Shows an image (a), corresponding correct caption (b), distracted versions of the correct caption (c), and type of distraction in each caption (d).

5.3 Robustness

The authors in [17] introduced recently a dataset to perform a focused evaluation of image captioning systems with a series of binary forced-choice tasks, each designed to judge a particular aspect of image captions. Each task contains an image paired with two candidate captions, one correct and the other incorrect (distracted version of correct caption). For our evaluation, a robust image captioning metric should mostly choose the correct over the distracted one, to show that it can capture semantically significant changes in words and can identify when a complete sentence description is better than a single Noun Phrase. In [21], the authors used this dataset to perform their robustness analysis of various image captioning metrics. Following their approach, we also use the same dataset. However, we report the performance on six different tasks instead of the four reported in [21], namely (1) Replace Person, (2) Replace Scene, (3) Share Person, (4) Share Scene, (5) Just Person and (6) Just Scene. An example of each of the six tasks is shown in Fig. 4. For the replace-scene and replace-person task, given a correct caption for an image, the incorrect sentences (distractors) were constructed by replacing the scene/person (first person) in the correct caption with different scene/people. For the share-person and share-scene tasks, the distractors share the same scene/task with the correct caption. However, the remaining part of the sentence is different. The just-scene and just-person distractors only consist of the scene/person of the correct caption.

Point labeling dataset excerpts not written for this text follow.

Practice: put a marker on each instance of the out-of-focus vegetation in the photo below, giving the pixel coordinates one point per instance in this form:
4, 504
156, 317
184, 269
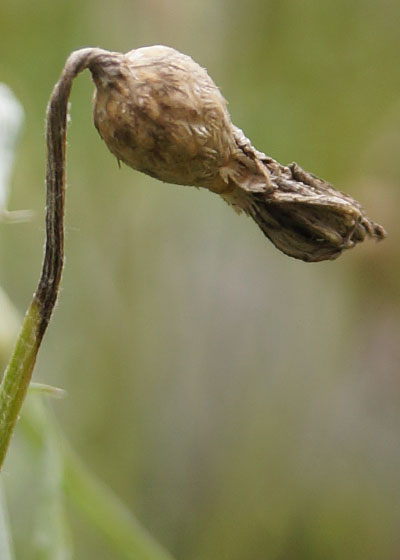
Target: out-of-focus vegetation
243, 404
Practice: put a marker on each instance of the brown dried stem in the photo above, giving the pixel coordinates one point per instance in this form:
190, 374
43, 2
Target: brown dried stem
18, 374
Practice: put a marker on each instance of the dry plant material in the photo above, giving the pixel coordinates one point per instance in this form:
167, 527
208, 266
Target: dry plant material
160, 113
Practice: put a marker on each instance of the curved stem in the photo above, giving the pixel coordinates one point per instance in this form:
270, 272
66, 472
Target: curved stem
18, 374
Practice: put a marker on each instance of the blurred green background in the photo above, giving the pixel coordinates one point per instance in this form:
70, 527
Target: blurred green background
245, 405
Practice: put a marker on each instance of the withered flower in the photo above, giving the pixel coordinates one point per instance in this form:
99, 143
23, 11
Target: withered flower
160, 113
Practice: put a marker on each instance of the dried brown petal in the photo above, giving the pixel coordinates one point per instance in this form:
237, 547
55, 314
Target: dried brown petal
160, 113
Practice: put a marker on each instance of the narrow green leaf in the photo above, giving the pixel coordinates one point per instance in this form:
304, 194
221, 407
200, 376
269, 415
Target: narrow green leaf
51, 539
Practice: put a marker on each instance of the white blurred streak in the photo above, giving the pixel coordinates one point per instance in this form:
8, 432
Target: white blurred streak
11, 120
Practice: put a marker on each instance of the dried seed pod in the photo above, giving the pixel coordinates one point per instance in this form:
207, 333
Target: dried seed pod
160, 113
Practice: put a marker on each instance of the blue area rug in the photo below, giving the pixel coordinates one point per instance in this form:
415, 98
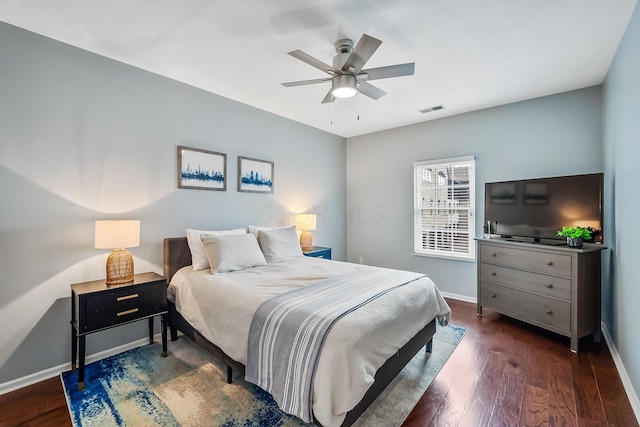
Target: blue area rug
188, 388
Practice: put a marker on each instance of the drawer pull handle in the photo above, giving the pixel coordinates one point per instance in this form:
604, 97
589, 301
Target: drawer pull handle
126, 297
124, 313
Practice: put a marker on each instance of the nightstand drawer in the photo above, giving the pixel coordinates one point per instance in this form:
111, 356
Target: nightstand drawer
126, 295
556, 287
122, 312
116, 305
319, 252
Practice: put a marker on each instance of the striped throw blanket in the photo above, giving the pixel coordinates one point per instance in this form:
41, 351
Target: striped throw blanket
288, 331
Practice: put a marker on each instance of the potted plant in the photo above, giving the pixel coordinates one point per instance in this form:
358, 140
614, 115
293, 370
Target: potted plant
575, 235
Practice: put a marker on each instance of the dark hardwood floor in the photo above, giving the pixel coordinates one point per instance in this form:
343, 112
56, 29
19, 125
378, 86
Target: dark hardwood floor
503, 373
508, 373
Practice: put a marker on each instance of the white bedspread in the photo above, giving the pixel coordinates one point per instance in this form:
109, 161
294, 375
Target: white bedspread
221, 307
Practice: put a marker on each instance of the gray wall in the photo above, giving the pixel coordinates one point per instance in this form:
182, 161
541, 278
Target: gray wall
621, 112
82, 138
554, 135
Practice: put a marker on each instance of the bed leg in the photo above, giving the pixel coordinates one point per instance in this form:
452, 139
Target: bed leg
429, 346
229, 374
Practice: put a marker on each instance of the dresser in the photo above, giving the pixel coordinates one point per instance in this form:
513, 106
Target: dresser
553, 287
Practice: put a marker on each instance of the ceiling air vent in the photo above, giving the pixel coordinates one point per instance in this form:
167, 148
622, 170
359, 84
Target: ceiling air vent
436, 108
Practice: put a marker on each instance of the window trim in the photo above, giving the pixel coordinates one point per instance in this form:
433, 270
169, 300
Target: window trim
469, 256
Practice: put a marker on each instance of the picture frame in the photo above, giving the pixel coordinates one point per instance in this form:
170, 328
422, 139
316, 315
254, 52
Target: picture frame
201, 169
255, 176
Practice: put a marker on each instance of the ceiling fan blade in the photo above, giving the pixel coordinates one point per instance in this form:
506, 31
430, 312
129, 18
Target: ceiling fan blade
388, 71
298, 54
306, 82
371, 91
360, 54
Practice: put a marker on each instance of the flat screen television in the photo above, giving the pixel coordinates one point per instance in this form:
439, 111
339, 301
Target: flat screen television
535, 209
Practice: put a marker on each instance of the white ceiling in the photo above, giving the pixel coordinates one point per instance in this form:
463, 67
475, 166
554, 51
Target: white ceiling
469, 54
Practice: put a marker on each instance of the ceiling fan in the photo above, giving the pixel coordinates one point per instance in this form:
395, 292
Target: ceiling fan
346, 74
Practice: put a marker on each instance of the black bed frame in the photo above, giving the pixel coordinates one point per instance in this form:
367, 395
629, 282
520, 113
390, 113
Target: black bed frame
177, 255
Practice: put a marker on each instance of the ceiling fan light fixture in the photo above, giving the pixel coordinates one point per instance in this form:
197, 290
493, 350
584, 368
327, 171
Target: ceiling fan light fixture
344, 86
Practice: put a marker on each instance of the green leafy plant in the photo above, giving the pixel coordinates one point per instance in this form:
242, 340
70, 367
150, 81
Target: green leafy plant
575, 232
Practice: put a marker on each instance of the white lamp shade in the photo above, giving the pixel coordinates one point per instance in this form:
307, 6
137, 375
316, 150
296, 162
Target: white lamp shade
305, 221
117, 234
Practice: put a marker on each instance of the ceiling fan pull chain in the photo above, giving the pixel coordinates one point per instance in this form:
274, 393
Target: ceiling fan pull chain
331, 119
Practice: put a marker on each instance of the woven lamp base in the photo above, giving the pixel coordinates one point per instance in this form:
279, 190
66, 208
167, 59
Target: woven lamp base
306, 241
119, 267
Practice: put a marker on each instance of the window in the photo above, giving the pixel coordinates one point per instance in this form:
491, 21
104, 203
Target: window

We evaluate the metric scores for each correct and distracted version against the remaining correct captions that are available for an image in the dataset. The average accuracy scores for the caption evaluation metrics are reported in Table 3. The last row of Table 3 shows the numbers of instances tested for each category. It can be seen that NNEval outperforms the other metrics in three categories i.e., replace-person, share-person and share-scene task. Note that NNEval is again the most consistent performer among all metrics. It has the best performance on average, and it also has the highest worst-case accuracy amongst all metrics. Thus, we conclude that NNEval is overall the most robust metric.

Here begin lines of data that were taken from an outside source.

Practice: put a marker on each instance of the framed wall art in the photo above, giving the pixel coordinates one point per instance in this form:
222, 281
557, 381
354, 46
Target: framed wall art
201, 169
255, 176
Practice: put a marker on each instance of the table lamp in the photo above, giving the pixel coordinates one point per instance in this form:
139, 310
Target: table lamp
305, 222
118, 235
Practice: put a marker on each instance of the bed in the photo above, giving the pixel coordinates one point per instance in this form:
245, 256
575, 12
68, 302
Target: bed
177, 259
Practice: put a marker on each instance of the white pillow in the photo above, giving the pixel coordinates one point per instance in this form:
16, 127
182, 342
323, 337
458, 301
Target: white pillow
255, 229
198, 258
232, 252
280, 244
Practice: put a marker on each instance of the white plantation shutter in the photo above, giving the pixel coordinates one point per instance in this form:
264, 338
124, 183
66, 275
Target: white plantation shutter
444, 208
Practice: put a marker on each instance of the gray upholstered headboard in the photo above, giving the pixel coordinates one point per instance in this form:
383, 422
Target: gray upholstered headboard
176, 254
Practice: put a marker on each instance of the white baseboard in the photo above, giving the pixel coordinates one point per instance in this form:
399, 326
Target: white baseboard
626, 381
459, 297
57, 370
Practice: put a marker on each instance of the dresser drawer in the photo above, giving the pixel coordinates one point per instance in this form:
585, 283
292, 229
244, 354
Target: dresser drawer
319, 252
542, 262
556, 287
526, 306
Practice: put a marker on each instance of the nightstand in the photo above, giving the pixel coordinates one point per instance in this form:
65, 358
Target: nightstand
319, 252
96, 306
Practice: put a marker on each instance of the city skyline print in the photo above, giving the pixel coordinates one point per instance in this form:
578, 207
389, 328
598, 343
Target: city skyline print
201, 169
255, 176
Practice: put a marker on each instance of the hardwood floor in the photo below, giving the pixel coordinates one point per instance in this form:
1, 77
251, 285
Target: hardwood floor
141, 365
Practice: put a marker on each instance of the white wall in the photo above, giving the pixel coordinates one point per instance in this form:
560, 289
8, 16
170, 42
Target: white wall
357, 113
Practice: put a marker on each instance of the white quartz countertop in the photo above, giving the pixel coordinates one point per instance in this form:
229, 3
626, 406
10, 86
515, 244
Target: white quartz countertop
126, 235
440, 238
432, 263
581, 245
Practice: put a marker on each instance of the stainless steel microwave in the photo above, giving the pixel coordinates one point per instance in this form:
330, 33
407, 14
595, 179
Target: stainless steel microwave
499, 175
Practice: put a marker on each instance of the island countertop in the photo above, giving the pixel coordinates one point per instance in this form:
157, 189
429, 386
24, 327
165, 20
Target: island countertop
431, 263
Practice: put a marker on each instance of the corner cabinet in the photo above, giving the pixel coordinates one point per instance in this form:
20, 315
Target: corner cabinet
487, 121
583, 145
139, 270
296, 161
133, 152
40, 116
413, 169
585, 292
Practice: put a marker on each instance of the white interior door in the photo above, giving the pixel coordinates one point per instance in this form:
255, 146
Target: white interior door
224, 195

Table 3. Comparative accuracy results on various distraction tasks

6 Conclusion and Future Work

We propose NNEval, a Neural-Network based Evaluation metric which measures the quality of a caption across various linguistic aspects. Our empirical results demonstrate that NNEval correlates with human judgements better than the existing metrics for caption evaluation. Moreover, our experiments show that it is also robust to the various distractions in the candidate sentences. Our proposed framework, facilitated the incorporation of various useful features that contributed to the successful performance of our metric. In order to further improve NNEval to mimic human score, we intend to carry out a detailed analysis on the impact of various features on correlation and robustness. We plan to release our code in the coming months and hope that it will lead to further development of learning-based evaluation metrics and contribute towards fine-grained assessment of captioning models.